Часть первая. Москва, Большой театр

1. Прелюдия и решение. Благоприятные обстоятельства

Весной 1966 года – через три года после окончания аспирантуры, я решил нанести Александру Васильевичу Свешникову прощальный визит и подарить ему, купленные в Венгрии две партитуры хоровых сочинений Бартока и Кодаи.
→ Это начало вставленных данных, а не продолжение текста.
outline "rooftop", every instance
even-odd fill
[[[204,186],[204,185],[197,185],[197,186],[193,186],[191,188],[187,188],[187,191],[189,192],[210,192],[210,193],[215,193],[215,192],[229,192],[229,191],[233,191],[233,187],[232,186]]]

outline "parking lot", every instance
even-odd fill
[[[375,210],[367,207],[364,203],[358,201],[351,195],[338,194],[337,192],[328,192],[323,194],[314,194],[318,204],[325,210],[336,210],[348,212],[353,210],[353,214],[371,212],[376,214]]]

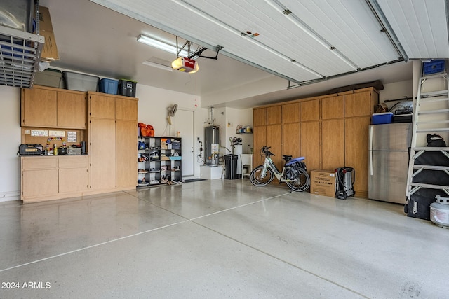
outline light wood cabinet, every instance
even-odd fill
[[[91,188],[113,189],[116,186],[115,120],[92,118],[89,125]]]
[[[260,148],[267,145],[267,127],[264,125],[255,126],[253,129],[253,145],[254,146],[254,155],[253,156],[253,165],[256,166],[263,164],[260,158]]]
[[[253,125],[254,127],[267,125],[267,109],[265,108],[255,109],[253,111]]]
[[[301,121],[319,120],[320,119],[319,99],[304,101],[301,104]]]
[[[138,99],[99,92],[88,97],[92,190],[135,188]]]
[[[282,105],[282,122],[283,123],[299,123],[300,119],[300,103]]]
[[[321,123],[321,167],[333,170],[344,166],[344,120]]]
[[[20,157],[24,202],[81,196],[90,188],[88,157]]]
[[[136,104],[137,102],[133,101]],[[137,105],[136,105],[137,106]],[[137,113],[137,111],[135,111]],[[137,116],[136,116],[137,117]],[[116,121],[116,186],[126,188],[136,186],[138,181],[138,144],[135,121]],[[133,147],[131,145],[135,144]]]
[[[37,85],[21,92],[22,127],[87,128],[86,92]]]
[[[357,196],[367,197],[368,126],[378,103],[377,91],[369,88],[257,107],[253,114],[255,156],[262,146],[273,146],[279,142],[283,154],[304,156],[309,172],[354,167]],[[268,121],[263,121],[263,118],[269,118],[268,109],[272,116],[281,113],[282,134],[276,133],[273,127],[269,128]],[[274,116],[270,120],[277,121]],[[282,136],[281,142],[275,138],[276,134]],[[279,149],[272,151],[277,155]],[[256,160],[254,165],[260,165]],[[281,164],[276,162],[276,166]]]
[[[344,95],[344,117],[371,116],[379,104],[379,95],[372,88],[355,90]]]
[[[282,123],[282,106],[267,107],[267,125],[276,125]]]
[[[58,125],[58,92],[39,88],[22,88],[21,95],[22,126],[52,127]]]
[[[344,96],[339,95],[321,99],[321,119],[342,118],[344,117]]]
[[[282,154],[293,158],[301,155],[301,124],[286,123],[282,126]]]
[[[270,146],[269,151],[274,156],[272,157],[273,162],[279,171],[283,166],[282,160],[282,126],[281,125],[271,125],[267,126],[267,146]]]
[[[344,160],[346,166],[355,170],[356,194],[368,197],[368,144],[370,116],[351,118],[344,120]],[[407,165],[404,165],[407,167]]]
[[[321,134],[319,121],[301,123],[301,155],[308,172],[321,169]]]
[[[87,128],[87,96],[85,92],[58,92],[58,126]]]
Он относился ко мне все консерваторские и аспирантские годы исключительно сердечно.

Александр Васильевич, казалось, был доволен партитурами и, бегло просмотрев оглавления, задал вопрос: «Какие у вас теперь планы?». Я честно сказал ему, что, несмотря на неплохие дела в Московской Филармонии, где я работал уже четыре года в Концертном бюро и только что вернулся из поездки в Венгрию, я решил, что лучшим вариантом для меня будет поступление в оркестр Большого театра. «Пожалуй, вы туда ещё успеете, – заметил он. – По моему мнению, ваше место здесь, в Консерватории. Вы неоднократно доказывали, что вы достойны того, чтобы здесь работать. Дело за вашим профессором. А я вас поддержу». Я спросил, могу ли я передать его слова Цыганову? Он ответил, что, конечно, именно это он и имел в виду. Я искренне поблагодарил его за его доброе отношение ко мне. «Вы это заслужили» – добавил он перед моим уходом.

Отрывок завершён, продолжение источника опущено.